In this study, the number of patients who had hemorrhagic and ischemic strokes was 140 and 283 patients, respectively. Among them, 49 patients (11.6%) had RLS after ischemic (n = 37, 13.1%) and hemorrhagic (n = 12, 8.6%) strokes. In addition, a total of 171 patients had cortical strokes with infarcts or hemorrhages located in the cortical areas including frontal regions (26 patients), parietal regions (38 patients), occipital regions (33 patients), temporal regions (34 patients), and insular regions (40 patients), while 252 patients showed subcortical strokes with lesion in lentiform nucleus (34 patients), thalamus (24 patients), internal capsule (51 patients), caudate nucleus (22 patients), corpus callosum (19 patients), brainstem (42 patients), and cerebellum (50 patients). In addition, 15 (9.6%) and 34 (16.3%) patients showed RLS after cortical and subcortical strokes, respectively. The non-RLS and RLS groups had no significant differences in the type of stroke, brain location lesions (cortical and subcortical regions), NIHSS severity at the day of hospital admission, and degree of disability/dependence at 1 month after the stroke (p > 0.05; Table 2). However, the mean NIHSS score on the day of admission to hospital was significantly higher in the RLS group than in the non-RLS group (p < 0.05), but there was no significant difference in the mean mRS scores at 1 month after the onset of stroke between the RLS and non-RLS groups (Figure 2).

Table 2.

Relationships between clinical features and RLS after stroke onset.

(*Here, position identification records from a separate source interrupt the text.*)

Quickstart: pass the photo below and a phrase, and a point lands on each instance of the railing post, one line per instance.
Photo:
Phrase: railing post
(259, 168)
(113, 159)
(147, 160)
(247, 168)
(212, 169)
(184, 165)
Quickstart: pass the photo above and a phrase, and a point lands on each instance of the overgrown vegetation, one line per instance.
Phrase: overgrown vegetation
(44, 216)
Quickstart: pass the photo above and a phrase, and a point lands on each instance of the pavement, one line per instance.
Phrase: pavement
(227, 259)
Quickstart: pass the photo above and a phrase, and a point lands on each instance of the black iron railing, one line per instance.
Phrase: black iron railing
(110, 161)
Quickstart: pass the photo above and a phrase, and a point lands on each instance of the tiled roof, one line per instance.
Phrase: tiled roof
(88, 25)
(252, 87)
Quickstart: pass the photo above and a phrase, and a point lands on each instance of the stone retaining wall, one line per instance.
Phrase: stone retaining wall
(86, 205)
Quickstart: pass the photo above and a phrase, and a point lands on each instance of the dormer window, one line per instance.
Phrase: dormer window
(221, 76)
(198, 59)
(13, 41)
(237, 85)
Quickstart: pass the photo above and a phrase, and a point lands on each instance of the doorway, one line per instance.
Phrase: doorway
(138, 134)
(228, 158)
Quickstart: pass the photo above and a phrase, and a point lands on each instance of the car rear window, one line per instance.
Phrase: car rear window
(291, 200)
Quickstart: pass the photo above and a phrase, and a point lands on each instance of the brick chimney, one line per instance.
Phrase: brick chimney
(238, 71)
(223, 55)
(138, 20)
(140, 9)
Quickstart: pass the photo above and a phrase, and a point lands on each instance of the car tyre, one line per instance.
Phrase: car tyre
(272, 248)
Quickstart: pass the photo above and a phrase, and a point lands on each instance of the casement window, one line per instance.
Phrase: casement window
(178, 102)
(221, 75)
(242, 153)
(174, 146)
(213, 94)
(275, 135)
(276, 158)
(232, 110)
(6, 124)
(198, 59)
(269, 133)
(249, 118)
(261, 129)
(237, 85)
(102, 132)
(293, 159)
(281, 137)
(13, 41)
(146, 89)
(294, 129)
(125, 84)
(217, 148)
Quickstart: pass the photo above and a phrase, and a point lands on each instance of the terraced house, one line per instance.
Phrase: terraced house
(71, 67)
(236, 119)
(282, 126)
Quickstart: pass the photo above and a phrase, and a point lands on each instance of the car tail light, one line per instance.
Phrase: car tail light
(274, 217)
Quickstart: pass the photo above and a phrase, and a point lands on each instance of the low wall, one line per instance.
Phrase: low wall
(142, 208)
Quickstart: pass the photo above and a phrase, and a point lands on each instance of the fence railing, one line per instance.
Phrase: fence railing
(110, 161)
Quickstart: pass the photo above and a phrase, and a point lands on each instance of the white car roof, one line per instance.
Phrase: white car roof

Clinical features		non-RLS group (n = 374)		RLS group (n = 49)		p value
Clinical features		N	%	N	%	p value
Type of stroke	Hemorrhage	128	34.2	12	24.5
Type of stroke	Ischemic	246	65.8	37	75.5
Brain location lesions	Cortical area	156	41.7	15	30.6
Brain location lesions	Subcortical area	218	58.3	34	69.4
NIHSS on the day of admission to the hospital	0–3	139	37.1	17	34.7
	4–15	220	58.8	27	55.1
	16–42	15	4.01	5	10.21
mRS at 1 month after the onset of strokes	0–1	64	17.11	8	16.33
	2–3	152	40.64	20	40.82
	4–5	158	42.25	21	42.85

N: number of subjects; RLS: restless legs syndrome; mRS: Modified Rankin Scale; NIHSS: National Institute of Health Stroke Scale.

Figure 2.

Comparison of the mean NIHSS and mRS scores between the RLS and non-RLS groups.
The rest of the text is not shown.